我点了点头,说道:“能。 里面有一种最恶心的,他们给犯人不断的灌辣椒水,当犯人喝到肚子快要破的时候,他们用脚狠狠的踩犯人的肚子,一下子,那些辣椒水就吐了出来。 还有,他们把犯人的四肢反过来吊着。 还有,最恶心的,就是将犯人丢到装满泥鳅的缸里,泥鳅就到处钻……”
说道这里,我不禁的打了个冷战。
没想到,戴笠突然叹了一口气,无地自容的说道:“哎,日本人的刑法比咱们的要高明一百倍呀。 ”
“算了吧,太恶心了。 ”我说。
戴笠白了我一眼,说道:“你懂什么。 唯有这种刑法才能让犯人招供呀。 我们呢,我们用鞭子打、用烙铁烫,都是些过时的玩意。 ”
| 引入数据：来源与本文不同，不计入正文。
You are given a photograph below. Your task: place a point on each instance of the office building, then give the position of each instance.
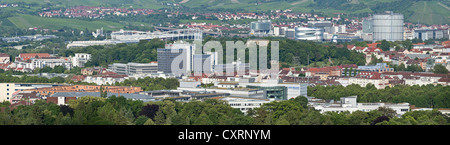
(4, 58)
(244, 104)
(261, 28)
(388, 26)
(80, 59)
(349, 104)
(204, 63)
(304, 33)
(327, 26)
(428, 34)
(134, 68)
(176, 58)
(367, 26)
(7, 90)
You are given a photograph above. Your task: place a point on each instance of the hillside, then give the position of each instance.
(27, 21)
(423, 11)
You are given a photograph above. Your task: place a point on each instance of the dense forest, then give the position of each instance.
(120, 111)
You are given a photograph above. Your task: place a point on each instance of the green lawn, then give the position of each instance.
(27, 21)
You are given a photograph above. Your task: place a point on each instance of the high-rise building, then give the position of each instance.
(304, 33)
(134, 68)
(325, 25)
(261, 28)
(80, 59)
(367, 26)
(204, 63)
(388, 26)
(176, 58)
(428, 34)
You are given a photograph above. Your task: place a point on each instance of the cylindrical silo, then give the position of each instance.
(388, 26)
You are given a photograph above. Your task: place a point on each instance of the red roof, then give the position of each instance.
(372, 45)
(350, 46)
(4, 55)
(419, 44)
(26, 56)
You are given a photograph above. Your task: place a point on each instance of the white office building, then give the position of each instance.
(313, 34)
(350, 104)
(80, 59)
(244, 104)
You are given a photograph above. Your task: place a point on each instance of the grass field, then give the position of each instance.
(27, 21)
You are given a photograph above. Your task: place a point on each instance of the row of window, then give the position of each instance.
(251, 104)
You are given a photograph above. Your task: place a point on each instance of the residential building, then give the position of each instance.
(4, 58)
(350, 104)
(365, 78)
(304, 33)
(7, 90)
(244, 104)
(48, 91)
(261, 28)
(62, 98)
(388, 26)
(134, 68)
(41, 63)
(80, 59)
(379, 67)
(425, 34)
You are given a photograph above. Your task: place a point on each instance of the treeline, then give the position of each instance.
(120, 111)
(146, 83)
(426, 96)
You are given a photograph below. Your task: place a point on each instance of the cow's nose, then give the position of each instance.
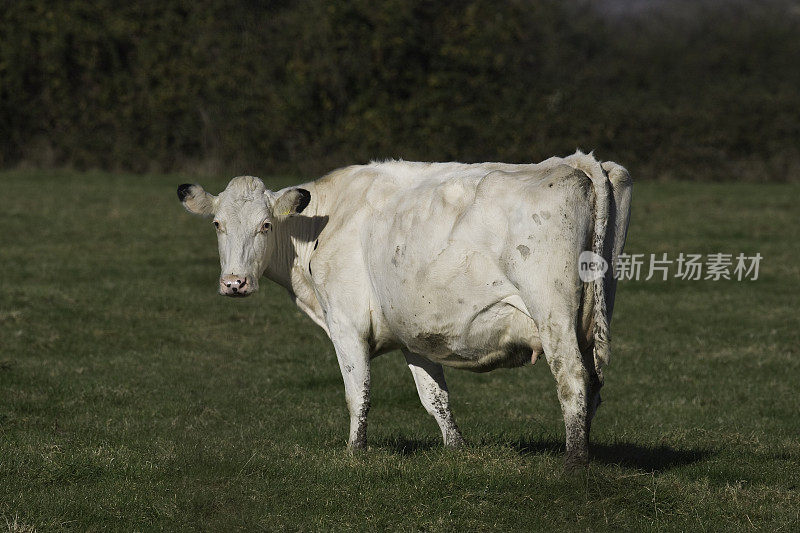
(233, 285)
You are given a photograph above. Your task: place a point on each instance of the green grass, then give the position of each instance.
(132, 397)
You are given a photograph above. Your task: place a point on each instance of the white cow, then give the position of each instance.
(472, 266)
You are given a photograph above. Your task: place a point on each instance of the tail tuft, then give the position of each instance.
(602, 191)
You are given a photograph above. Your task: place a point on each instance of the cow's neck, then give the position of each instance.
(294, 241)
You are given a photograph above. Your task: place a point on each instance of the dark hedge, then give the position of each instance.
(697, 91)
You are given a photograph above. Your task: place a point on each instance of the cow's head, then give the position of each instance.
(244, 216)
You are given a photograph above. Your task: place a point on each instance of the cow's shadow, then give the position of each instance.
(625, 454)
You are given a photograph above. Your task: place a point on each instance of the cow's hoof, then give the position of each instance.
(455, 441)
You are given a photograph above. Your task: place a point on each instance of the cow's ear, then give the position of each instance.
(196, 200)
(291, 203)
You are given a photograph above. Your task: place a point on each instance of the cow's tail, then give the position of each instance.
(602, 194)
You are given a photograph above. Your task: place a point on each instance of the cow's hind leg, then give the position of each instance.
(432, 390)
(574, 387)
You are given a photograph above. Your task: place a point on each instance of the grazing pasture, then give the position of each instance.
(133, 397)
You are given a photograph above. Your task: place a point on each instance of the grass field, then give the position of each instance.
(132, 397)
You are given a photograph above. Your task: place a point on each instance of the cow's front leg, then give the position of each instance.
(353, 355)
(432, 390)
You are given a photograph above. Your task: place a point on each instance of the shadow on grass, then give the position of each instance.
(625, 454)
(404, 446)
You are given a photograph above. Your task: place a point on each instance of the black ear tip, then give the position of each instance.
(184, 190)
(305, 198)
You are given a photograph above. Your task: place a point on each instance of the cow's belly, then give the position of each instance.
(457, 309)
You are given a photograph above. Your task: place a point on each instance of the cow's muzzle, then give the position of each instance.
(232, 285)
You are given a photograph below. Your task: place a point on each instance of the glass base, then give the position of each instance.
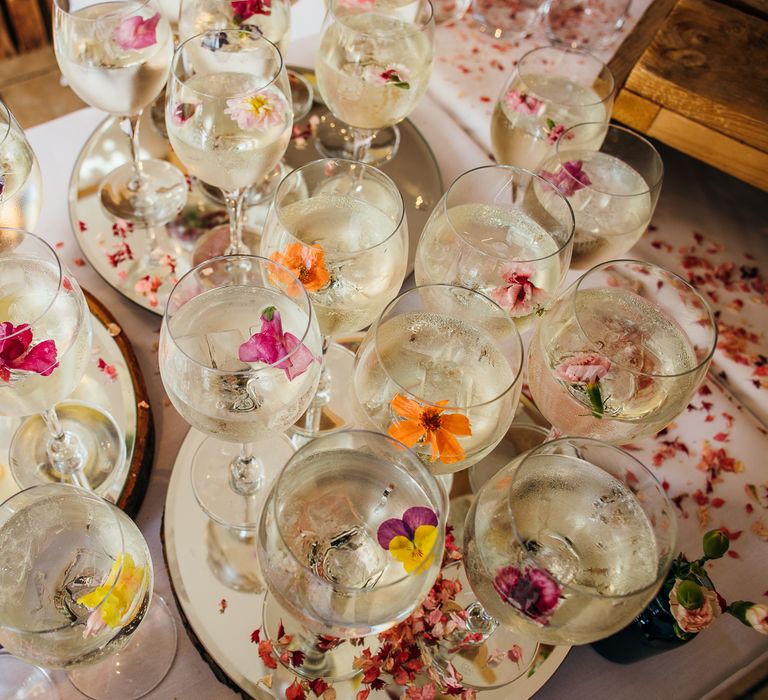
(337, 413)
(137, 669)
(100, 436)
(333, 139)
(232, 558)
(500, 659)
(22, 681)
(211, 479)
(159, 202)
(334, 665)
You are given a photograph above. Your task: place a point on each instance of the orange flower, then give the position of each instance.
(429, 423)
(306, 262)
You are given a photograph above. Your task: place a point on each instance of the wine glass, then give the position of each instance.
(21, 186)
(115, 56)
(564, 545)
(340, 227)
(585, 24)
(372, 66)
(239, 358)
(350, 542)
(550, 90)
(75, 591)
(441, 371)
(612, 187)
(490, 234)
(228, 114)
(45, 343)
(621, 352)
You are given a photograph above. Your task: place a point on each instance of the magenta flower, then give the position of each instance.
(18, 353)
(136, 33)
(522, 102)
(261, 111)
(569, 177)
(270, 345)
(531, 591)
(586, 369)
(519, 296)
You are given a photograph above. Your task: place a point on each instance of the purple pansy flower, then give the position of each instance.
(271, 345)
(532, 591)
(16, 353)
(136, 33)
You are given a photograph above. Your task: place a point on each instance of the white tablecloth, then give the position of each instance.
(725, 212)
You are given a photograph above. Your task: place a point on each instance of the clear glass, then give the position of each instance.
(44, 349)
(373, 64)
(585, 24)
(441, 370)
(612, 178)
(229, 114)
(550, 90)
(75, 586)
(321, 549)
(21, 185)
(621, 352)
(242, 406)
(340, 226)
(116, 56)
(568, 543)
(490, 234)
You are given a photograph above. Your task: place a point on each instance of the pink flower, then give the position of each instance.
(522, 102)
(18, 353)
(519, 296)
(136, 33)
(569, 177)
(531, 591)
(258, 111)
(693, 621)
(270, 345)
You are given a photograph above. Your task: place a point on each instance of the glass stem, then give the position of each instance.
(313, 416)
(234, 201)
(66, 454)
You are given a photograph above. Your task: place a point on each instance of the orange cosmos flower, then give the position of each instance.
(306, 262)
(431, 424)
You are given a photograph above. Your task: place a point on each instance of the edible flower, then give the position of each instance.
(519, 296)
(114, 598)
(429, 424)
(569, 177)
(18, 353)
(304, 261)
(270, 345)
(522, 102)
(586, 369)
(410, 539)
(136, 33)
(261, 110)
(530, 590)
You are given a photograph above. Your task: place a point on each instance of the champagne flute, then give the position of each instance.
(613, 188)
(115, 56)
(75, 591)
(228, 114)
(490, 234)
(21, 185)
(340, 226)
(550, 90)
(45, 342)
(621, 352)
(564, 545)
(350, 542)
(239, 358)
(441, 371)
(373, 65)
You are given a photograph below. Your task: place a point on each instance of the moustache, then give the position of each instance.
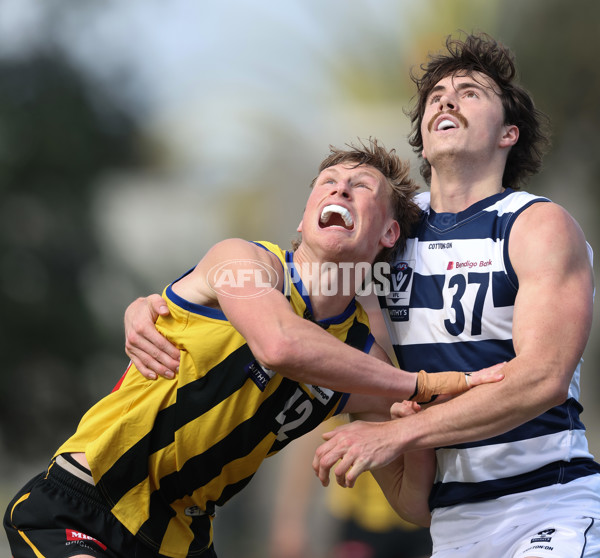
(463, 121)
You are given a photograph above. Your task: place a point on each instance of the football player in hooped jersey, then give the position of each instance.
(491, 273)
(269, 349)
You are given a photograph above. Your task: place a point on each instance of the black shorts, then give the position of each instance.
(57, 515)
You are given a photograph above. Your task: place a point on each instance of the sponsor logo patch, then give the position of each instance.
(78, 536)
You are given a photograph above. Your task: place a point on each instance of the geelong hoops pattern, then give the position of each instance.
(453, 303)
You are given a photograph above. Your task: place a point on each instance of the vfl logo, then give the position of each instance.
(242, 278)
(401, 276)
(544, 536)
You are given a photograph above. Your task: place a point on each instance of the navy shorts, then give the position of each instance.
(58, 515)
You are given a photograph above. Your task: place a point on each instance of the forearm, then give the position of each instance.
(489, 410)
(308, 354)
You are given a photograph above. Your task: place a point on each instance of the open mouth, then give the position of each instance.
(336, 215)
(446, 124)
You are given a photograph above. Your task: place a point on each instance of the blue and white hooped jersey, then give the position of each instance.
(451, 301)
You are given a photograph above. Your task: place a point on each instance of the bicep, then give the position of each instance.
(553, 308)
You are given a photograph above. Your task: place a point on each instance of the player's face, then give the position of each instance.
(463, 115)
(348, 211)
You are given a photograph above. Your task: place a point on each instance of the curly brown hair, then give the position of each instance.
(397, 174)
(481, 53)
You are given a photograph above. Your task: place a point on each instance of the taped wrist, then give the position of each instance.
(430, 385)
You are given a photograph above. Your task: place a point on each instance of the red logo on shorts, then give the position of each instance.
(78, 536)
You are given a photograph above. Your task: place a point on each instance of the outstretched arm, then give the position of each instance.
(549, 254)
(152, 354)
(279, 338)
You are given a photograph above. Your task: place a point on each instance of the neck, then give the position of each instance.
(453, 192)
(331, 286)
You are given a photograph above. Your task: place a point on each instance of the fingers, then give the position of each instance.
(158, 306)
(151, 353)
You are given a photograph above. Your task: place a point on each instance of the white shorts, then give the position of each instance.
(577, 537)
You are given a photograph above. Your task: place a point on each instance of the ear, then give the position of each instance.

眼前的这个男人,放佛老天生下他就是让他当特务的。 那种神秘的,隐秘在人群中的工作,除了他没有别人能做得更加的优秀。 这个男人具备了成功的一切条件,能力、忠诚、努力与智慧,这让他成为特务界的第一人,但是,我依然记得,他强jian了我的丫头。 那个我机会看做是妹妹的丫头,苏小童。
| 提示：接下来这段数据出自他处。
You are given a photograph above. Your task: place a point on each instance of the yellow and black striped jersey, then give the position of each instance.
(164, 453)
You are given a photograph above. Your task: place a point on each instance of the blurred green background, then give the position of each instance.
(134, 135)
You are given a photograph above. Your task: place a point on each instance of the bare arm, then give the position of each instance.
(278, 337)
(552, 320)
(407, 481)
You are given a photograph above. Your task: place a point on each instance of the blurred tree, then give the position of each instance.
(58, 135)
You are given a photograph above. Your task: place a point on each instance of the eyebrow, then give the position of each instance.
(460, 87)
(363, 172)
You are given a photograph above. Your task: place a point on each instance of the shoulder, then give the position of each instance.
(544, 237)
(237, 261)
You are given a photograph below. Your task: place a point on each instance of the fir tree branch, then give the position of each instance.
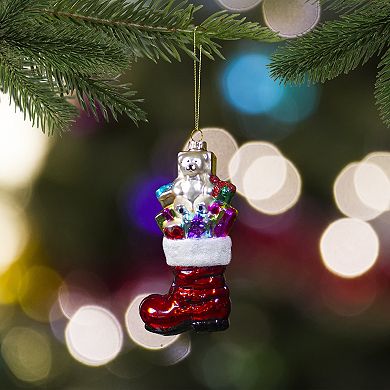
(382, 88)
(159, 29)
(82, 45)
(339, 46)
(34, 95)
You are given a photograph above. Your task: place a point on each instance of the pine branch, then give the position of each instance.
(339, 46)
(34, 96)
(159, 29)
(382, 88)
(67, 46)
(344, 5)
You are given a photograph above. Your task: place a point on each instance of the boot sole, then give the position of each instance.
(197, 326)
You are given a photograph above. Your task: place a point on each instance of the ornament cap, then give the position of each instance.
(197, 145)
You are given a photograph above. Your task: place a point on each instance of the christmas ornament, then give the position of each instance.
(196, 219)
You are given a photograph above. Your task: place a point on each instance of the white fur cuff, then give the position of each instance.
(202, 252)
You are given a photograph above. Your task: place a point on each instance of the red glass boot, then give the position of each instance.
(198, 299)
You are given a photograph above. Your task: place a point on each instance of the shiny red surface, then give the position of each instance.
(197, 294)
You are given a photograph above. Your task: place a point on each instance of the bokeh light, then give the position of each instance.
(265, 177)
(38, 292)
(247, 85)
(138, 333)
(223, 144)
(381, 159)
(13, 233)
(349, 247)
(285, 198)
(291, 18)
(177, 352)
(238, 5)
(244, 158)
(358, 194)
(94, 336)
(10, 283)
(140, 200)
(27, 353)
(270, 182)
(372, 186)
(23, 148)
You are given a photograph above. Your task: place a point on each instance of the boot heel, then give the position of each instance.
(210, 325)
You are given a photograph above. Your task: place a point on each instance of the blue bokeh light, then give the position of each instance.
(248, 87)
(142, 205)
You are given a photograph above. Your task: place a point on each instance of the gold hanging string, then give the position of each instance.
(197, 84)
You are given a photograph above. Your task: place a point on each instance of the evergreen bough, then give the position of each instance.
(54, 50)
(336, 47)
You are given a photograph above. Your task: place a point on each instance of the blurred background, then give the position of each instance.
(309, 280)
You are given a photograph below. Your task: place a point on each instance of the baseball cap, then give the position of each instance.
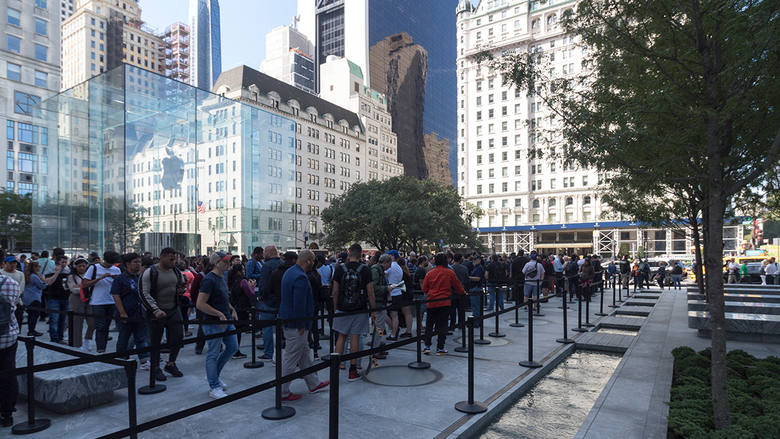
(219, 256)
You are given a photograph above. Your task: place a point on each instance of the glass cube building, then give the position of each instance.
(141, 162)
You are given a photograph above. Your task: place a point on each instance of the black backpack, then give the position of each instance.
(352, 294)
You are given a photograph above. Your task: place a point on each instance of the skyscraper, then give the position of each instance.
(407, 50)
(205, 43)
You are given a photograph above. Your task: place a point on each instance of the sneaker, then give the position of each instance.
(354, 375)
(321, 387)
(217, 393)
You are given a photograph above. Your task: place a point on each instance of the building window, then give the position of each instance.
(14, 72)
(14, 44)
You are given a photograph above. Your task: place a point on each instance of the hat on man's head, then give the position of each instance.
(219, 256)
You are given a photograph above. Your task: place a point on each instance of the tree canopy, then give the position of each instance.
(398, 212)
(673, 98)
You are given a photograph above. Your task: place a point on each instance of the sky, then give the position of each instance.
(243, 28)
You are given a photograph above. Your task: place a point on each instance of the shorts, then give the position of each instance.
(354, 324)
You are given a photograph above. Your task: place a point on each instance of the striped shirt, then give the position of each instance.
(10, 291)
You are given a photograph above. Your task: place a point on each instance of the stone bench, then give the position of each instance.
(70, 389)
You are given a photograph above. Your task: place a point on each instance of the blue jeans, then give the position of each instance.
(102, 324)
(56, 320)
(268, 331)
(216, 361)
(140, 334)
(495, 289)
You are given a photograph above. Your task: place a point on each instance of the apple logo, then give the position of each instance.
(173, 171)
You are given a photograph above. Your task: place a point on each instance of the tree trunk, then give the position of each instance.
(716, 208)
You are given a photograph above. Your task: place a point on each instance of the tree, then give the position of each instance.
(397, 212)
(681, 93)
(16, 217)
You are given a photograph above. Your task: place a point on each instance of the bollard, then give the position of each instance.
(462, 320)
(130, 370)
(482, 321)
(469, 406)
(278, 411)
(154, 361)
(530, 362)
(333, 407)
(419, 364)
(71, 337)
(32, 425)
(254, 364)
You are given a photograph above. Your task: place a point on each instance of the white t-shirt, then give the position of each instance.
(101, 294)
(394, 276)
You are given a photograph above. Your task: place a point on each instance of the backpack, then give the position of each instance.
(352, 294)
(86, 293)
(5, 311)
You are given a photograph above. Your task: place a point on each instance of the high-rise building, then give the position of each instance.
(289, 57)
(205, 43)
(407, 50)
(103, 34)
(177, 51)
(29, 73)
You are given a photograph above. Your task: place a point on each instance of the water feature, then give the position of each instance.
(556, 406)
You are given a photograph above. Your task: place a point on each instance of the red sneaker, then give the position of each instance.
(322, 387)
“你乖乖的完成任务,等你回来,会有享不尽的荣华富贵。 ”他说。
我苦笑着摇了摇头,说道:“那些我都不稀罕。 ”
“那你要什么呢?”他问。
我咬着嘴唇,自然有我想要的东西。 比如,关在监狱里地我弟弟的自由。 但是,若上戴笠知道我弟弟的存在,无疑是将自己的把柄送到他的手上。
想了一会,我才说道:“武汉监狱里,有一个人,我希望你能放出来。 ”
戴笠看着我。 问道:“什么人?”
“是我的恩人,他曾经救过我一命。 我一直想找个机会报答他。 希望戴主任能帮我完成这个心愿。 ”我说。
戴笠点了点头,说道:“这个没问题。 ”
我点了点头,说道:“谢谢戴主任成全。 我答应你,可以去东北。 ”
他笑了笑,说道:“你这次与糜伟震去东北,用的是参商地身份。 到了那里,自然有我们的人接应你们。 ”
“参商都不带姨太太吧?据我所知。 那都是拼命地活。 ”我说。
“不一样,你说的是采参的。 我说的,是贩卖的。 在药行里,有那样一群人,他们专门倒买倒卖。 你明白了。 ”他说。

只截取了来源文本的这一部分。